1. theparisreview:

    Announcing our Winter issue!

    Susan Howe on the art of poetry: “I often think of the space of a page as a stage, with words, letters, syllable characters moving across.” And discussion excerpts from the First Annual Norwegian-American Literary Festival, including Donald Antrim, Elif Batuman, Graywolf publisher Fiona McCrae, and Norwegian filmmaker Joachim Trier.

    New fiction from James Salter, Rachel Kushner, Sarah Frisch, Tim Parks, Peter Orner, and the winner of the NPR Three-Minute Fiction Contest, and an essay by J. D. Daniels.

    Poems by Ben Lerner, Linda Pastan, Devin Johnston, Yasiin Bey, Geoffrey Hill, Regan Good, Joshua Mehigan, and Steven Cramer. A portfolio of images that inspired Rachel Kushner’s novel The Flamethrowers.

    Subscribe now!

    Really into this, obviously. (You haven’t seen Reprise? It’s streaming online.)

     


  2. Oslo, August 31st



    I wrote about why Joachim Trier’s films - Oslo, August 31st and Reprise - are just the best, for The Paris Review Daily. I also get a kick out of how the star of both films, Anders Danielsen Lie, is a doctor in real life, released a concept album about autism, is married to a supermodel, and the couple of films that he’s been in - including one he made as a ten year old that was nominated for an Academy Award - have done wonderfully. Do his friends hate him for being very successful at life?

    For those who like to keep score (check Richard Rushfield’s “The Painfully Brief Candle of Modern Auteurs,” a totally fun theory) Trier is now two for two with great films, and I’m really curious as to whether he can keep it up - for two directors that I was very excited about at one point, Wes Anderson and David Gordon Green, their third film was where the seams started showing (Team Rushmore, less The Royal Tenenbaums), and they’ve been up and down ever since, one director sticking to a vision, the other… not. I think it’s different for foreign directors that can get arts funding, however.

    I have slight issues with the use of the word “auteur” as an French, chic-sounding catch-all replacement for “film director,” as, contextually, Kael and Sarris-ly, at the least, it referred to seeing a director’s signature even in work-for-hire stuff, when it’s more used willy-nilly these days with relatively visionary directors of any stripe, including writer/directors. Kind of like the evolution of the word “peruse,” which I think means to read thoroughly and carefully in the OED and now is used for indicating that you flipped through something.

     


  3. It is this, but also a metaphor





    This week I had the pleasure of seeing Joachim Trier’s second film, Oslo, August 31st and reading The Vanishers by Heidi Julavits. They’re both worth seeking out.

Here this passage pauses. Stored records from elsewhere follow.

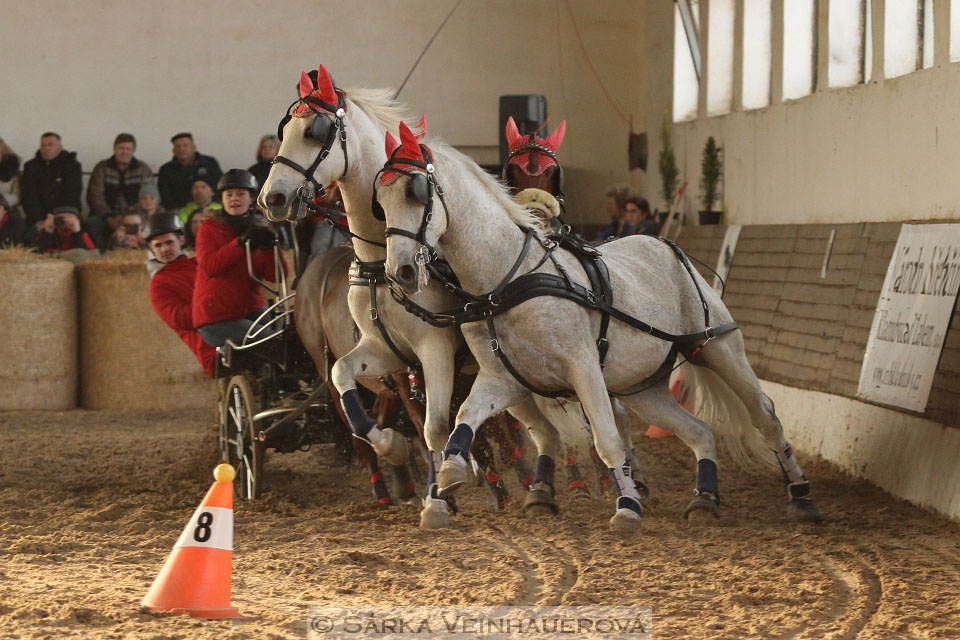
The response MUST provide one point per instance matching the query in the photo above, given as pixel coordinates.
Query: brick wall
(811, 332)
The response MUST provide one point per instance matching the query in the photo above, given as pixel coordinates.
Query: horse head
(313, 149)
(532, 161)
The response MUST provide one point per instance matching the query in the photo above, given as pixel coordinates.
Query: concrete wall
(881, 151)
(226, 70)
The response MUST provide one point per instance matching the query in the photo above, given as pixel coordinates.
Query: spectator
(9, 176)
(11, 224)
(52, 179)
(202, 193)
(177, 176)
(638, 219)
(115, 185)
(192, 226)
(61, 230)
(226, 301)
(617, 197)
(266, 152)
(172, 274)
(129, 235)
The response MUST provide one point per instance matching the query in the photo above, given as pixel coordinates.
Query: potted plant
(711, 166)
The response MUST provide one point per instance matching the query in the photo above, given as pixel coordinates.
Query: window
(901, 29)
(720, 52)
(686, 87)
(798, 48)
(756, 54)
(846, 22)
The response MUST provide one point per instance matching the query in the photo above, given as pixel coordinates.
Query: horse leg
(588, 383)
(658, 406)
(365, 452)
(438, 377)
(729, 361)
(541, 499)
(513, 446)
(482, 452)
(373, 359)
(388, 408)
(487, 397)
(632, 469)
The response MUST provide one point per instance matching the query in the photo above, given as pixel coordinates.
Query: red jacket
(224, 289)
(171, 294)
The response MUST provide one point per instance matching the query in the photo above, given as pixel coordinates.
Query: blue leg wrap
(360, 422)
(545, 470)
(459, 442)
(707, 478)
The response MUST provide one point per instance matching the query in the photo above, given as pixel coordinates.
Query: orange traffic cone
(196, 576)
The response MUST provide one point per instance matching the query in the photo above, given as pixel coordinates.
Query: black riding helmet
(161, 223)
(238, 179)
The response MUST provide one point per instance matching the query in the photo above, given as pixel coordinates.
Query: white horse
(552, 342)
(336, 135)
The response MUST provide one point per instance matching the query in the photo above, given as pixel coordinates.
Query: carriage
(270, 394)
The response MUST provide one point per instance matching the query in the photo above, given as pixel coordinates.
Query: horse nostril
(276, 199)
(407, 275)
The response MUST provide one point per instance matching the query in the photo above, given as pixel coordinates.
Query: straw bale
(129, 357)
(38, 332)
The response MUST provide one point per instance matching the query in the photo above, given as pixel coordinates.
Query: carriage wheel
(244, 451)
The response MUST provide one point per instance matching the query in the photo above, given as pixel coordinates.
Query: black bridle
(323, 131)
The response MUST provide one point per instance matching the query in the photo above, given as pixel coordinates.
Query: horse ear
(391, 144)
(555, 139)
(325, 86)
(306, 84)
(422, 127)
(513, 134)
(410, 144)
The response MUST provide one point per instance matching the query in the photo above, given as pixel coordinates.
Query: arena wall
(805, 337)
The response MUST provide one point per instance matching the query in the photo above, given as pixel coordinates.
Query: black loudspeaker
(528, 110)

Oslo, August 31st is purposefully small, a day-in-the-life of a junkie, whereas The Vanishers is a batshit insane novel that’s fun to describe: when a woman gets physically attacked by her psychic mentor, she’s off on a journey to find out secrets about her dead mother. Or something. That’s actually an attempt to be succinct.

    But what was funny about both works was that they were dealing with big topics - drugs and addiction, psychics and European spas (it’s a crazy book) - they were both very much fronts for what the artists were interested in. Oslo, August 31st feels very much a film about being in your thirties, as opposed to Reprise, which is one of the very best films about being in your twenties. The Vanishers is wrestling with grief through satire, with Sylvia Plath looming above everything as a benevolent ghost. It is also distressingly on target about the little wars that women wage with each other - sometimes the behavior is that of a psychic attack, but we ignore the wounds.

    Oslo, August 31st may be a little bit of a masterpiece - it manages to take a selfish story and make it something about everybody, humanity, the pulse of a city. Anders Danielsen Lie is quite a good actor. There’s stuff happening on his face even when the scene is still. The Vanishers is definitely uneven, but fascinatingly so, and the writing is so good that you need a highlighter for certain sentences. It was a wonderfully maternal world, and I wondered whether Charlie Kaufman and Michel Gondry - or a female writing/directing team that I haven’t even heard of yet - could make a little bit of weird magic out of its words. It would be a dream, for sure.